Simons represents both the dilemma the NCAA faces and the puzzle the NBA is trying to solve. For college teams: How can they remain an essential part of a basketball player’s career path? And for the NBA: How can it help develop young talent that doesn’t necessarily need collegiate seasoning?
John Mahoney, Simons’s coach at IMG, says the baby-faced Orlando native is a better player having spent a year at IMG, certainly more NBA ready. Simons is an athletic, 6-foot-3 combo guard, and scouts like his jump shot, his wingspan and his jumping ability. Mahoney says teams also will be impressed by his maturity and leadership skills in the locker room.
“Why wouldn’t you do something like this?” Mahoney said. “If you’re that high caliber of player, you could spend a year preparing, use our facilities and all the personal development resources, and at the end of the day, you go, ‘Okay, am I ready to make that jump?’ I think it’s a no-brainer.”
The NBA’s age limit was enacted in 2005, requiring U.S. players to be at least 19 years old or one year removed from high school to enter the draft. The result had a big impact on the college game, in which “one-and-done” players competed for a single season before leaving school. The rule forced many elite players to attend college classes they had no interest in while delaying the full-time professional careers they preferred.

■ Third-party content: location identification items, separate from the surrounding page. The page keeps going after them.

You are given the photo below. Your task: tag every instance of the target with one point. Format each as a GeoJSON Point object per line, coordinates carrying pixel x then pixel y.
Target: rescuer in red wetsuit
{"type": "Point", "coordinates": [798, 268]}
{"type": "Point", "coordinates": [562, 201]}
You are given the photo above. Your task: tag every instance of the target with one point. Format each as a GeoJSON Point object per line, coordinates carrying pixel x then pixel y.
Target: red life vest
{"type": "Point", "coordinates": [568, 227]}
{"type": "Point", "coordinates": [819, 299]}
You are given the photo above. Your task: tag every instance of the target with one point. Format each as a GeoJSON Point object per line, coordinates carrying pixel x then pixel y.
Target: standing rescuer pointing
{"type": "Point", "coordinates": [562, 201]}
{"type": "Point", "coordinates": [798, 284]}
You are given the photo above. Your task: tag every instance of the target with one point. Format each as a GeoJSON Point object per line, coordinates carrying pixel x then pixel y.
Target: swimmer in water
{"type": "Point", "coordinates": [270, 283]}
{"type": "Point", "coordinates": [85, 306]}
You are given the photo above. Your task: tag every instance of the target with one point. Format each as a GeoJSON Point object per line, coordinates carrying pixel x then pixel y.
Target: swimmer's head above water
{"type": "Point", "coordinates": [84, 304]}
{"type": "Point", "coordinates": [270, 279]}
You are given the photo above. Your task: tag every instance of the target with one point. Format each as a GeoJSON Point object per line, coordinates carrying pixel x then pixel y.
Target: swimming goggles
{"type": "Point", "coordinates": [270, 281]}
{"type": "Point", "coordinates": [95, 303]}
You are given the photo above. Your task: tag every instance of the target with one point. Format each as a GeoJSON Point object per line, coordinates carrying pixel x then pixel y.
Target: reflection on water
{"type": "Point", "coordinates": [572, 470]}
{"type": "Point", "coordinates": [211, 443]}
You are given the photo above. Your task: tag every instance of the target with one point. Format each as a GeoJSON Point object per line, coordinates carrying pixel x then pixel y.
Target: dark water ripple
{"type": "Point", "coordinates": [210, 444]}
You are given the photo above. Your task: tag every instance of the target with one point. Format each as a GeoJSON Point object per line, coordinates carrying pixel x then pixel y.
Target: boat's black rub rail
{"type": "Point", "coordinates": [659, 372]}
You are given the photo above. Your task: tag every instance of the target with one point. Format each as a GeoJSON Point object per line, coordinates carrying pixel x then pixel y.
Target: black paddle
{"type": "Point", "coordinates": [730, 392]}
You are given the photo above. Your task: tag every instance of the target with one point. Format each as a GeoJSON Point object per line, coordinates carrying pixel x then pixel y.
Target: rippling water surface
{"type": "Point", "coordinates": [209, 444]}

Scandals rocking the college game — including an active FBI investigation involving some college programs — have invited increased scrutiny on the rule in recent months, and there have been strong indicators that change is afoot. The Commission on College Basketball, headed by former secretary of state Condoleezza Rice, issued a report in April that recommended eliminating the rule. The group doesn’t have the power to tinker with the NBA rule book, but its recommendation made headlines and the examination included discussions with stakeholders such as NBA Commissioner Adam Silver and union Executive Director Michele Roberts.
The two sides have studied data on the success rate of young players entering the NBA, and the league has said it’s discussing ways it can get involved with elite players at a younger age, potentially playing a bigger role in their development.
“From a league standpoint, on one hand, we think we have a better draft when we’ve had an opportunity to see these young players play an elite level before they come into the NBA,” Silver told reporters at the All-Star Game in February. “On the other hand, I think the question for the league is, in terms of their ultimate success, are we better off intersecting with them a little bit younger?”
The NBA may be at least two years away from seriously amending the rule. Before 2005, the league, of course, had a long history of welcoming players straight from high school, a phenomenon that was kick-started by Kevin Garnett in 1995. The years that followed saw Kobe Bryant, Tracy McGrady, Dwight Howard and LeBron James make the jump straight to the pros before then-commissioner David Stern stopped the practice.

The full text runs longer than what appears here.